= Mubarak Sani case =

Pakistani court case

The Mubarak Sani case (مبارک ثانی کیس) involves Mubarak Sani, a member of Ahmadiyya Community and the Government of Punjab, Pakistan. The case revolves around blasphemy allegations linked to Sani's publication and distribution of the Tafsir-i Saghir, an interpretation of the Quran.

==Background==
On 6 December 2022, a complaint was filed by Muhammad Hassan Maavia, General Secretary of the Tahaffuz Khatm-e-Nabuwat Forum, leading to the registration of a case against five individuals, including a woman from the Ahmadiyya community, at the Chenab Nagar Police Station in Chiniot, Punjab. The First information report (FIR) pertained to an event held on 7 March 2019, at the Madrasatul Hifz Aisha Academy, where Tafseer-e-Sagheer was allegedly distributed to 30 boys and 32 girls. This distribution was claimed to contravene Articles 295-B, 295-C of the Constitution and the Quran Act, prompting calls for legal action against the organisers.

Although not initially named in the FIR, Mubarak Ahmad Sani was arrested on 7 January 2023. He was later charged under the Punjab Holy Quran (Printing and Recording) (Amendment) Act, 2021. Subsequent bail applications were denied by both the Additional Sessions Judge and the Lahore High Court. However, upon reaching the Supreme Court of Pakistan, a decision was rendered on 6 February 2024, granting immediate bail to Mubarak Ahmad Sani against a bond of five thousand rupees.

==Verdict==
On 6 February 2024, a Supreme Court bench comprising Qazi Faez Isa and Musarrat Hilali adjudicated the appeal. The Court found that Sani's continued detention violated his constitutional rights under Articles 9 and 10A, concerning personal liberty and the right to a fair trial, as he had already served the maximum sentence of six months applicable for the charges.
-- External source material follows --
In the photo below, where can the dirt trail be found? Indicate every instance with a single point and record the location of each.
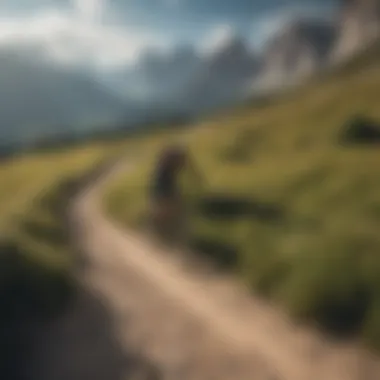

Following the bail grant, misunderstandings and false information spread via social media led to nationwide unrest and criticism of Chief Justice Isa. In response, the Punjab government filed a review petition under Article 188 of the Constitution of Pakistan, requesting a reevaluation of the judgment, particularly concerning the interpretation of Article 20, which pertains to religious freedom.

The Supreme Court, with a three-member bench including Irfan Saadat Khan and Naeem Akhtar Afghan, held hearings and consulted religious groups and the Islamic Ideological Council.
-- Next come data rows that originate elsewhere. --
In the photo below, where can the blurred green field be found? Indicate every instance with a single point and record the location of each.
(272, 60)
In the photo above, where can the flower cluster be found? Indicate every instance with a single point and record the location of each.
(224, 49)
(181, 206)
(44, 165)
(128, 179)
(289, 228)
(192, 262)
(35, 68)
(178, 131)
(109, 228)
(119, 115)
On 24 July 2024, the Court upheld its earlier ruling, with Justice Naeem Afghan announcing the judgment authored by Chief Justice Isa. The decision reaffirmed that while the right to religious freedom is fundamental, it is subject to legal, moral, and public order constraints. The ruling was in line with precedents set by the Federal Shariat Court.

On 22 August 2024, the Supreme Court of Pakistan, presided over by Chief Justice Qazi Faez Isa and a three-member bench, reviewed and ultimately upheld the bail previously granted to Mubarak Sani. During this hearing, the court agreed to remove paragraphs 7 and 42 from their earlier decision, following input from clergy representatives.

Paragraph 7 of the original decision noted that the mere citation of Section 295-B of the Pakistan Penal Code in the FIR does not automatically establish criminal responsibility under that section for the accused. Paragraph 42 stated that despite being declared non-Muslim, both Ahmadiyya groups are entitled under the constitution and laws to practice and preach their faith and express their beliefs, provided they do not publicly use Islamic terminologies or identify as Muslims.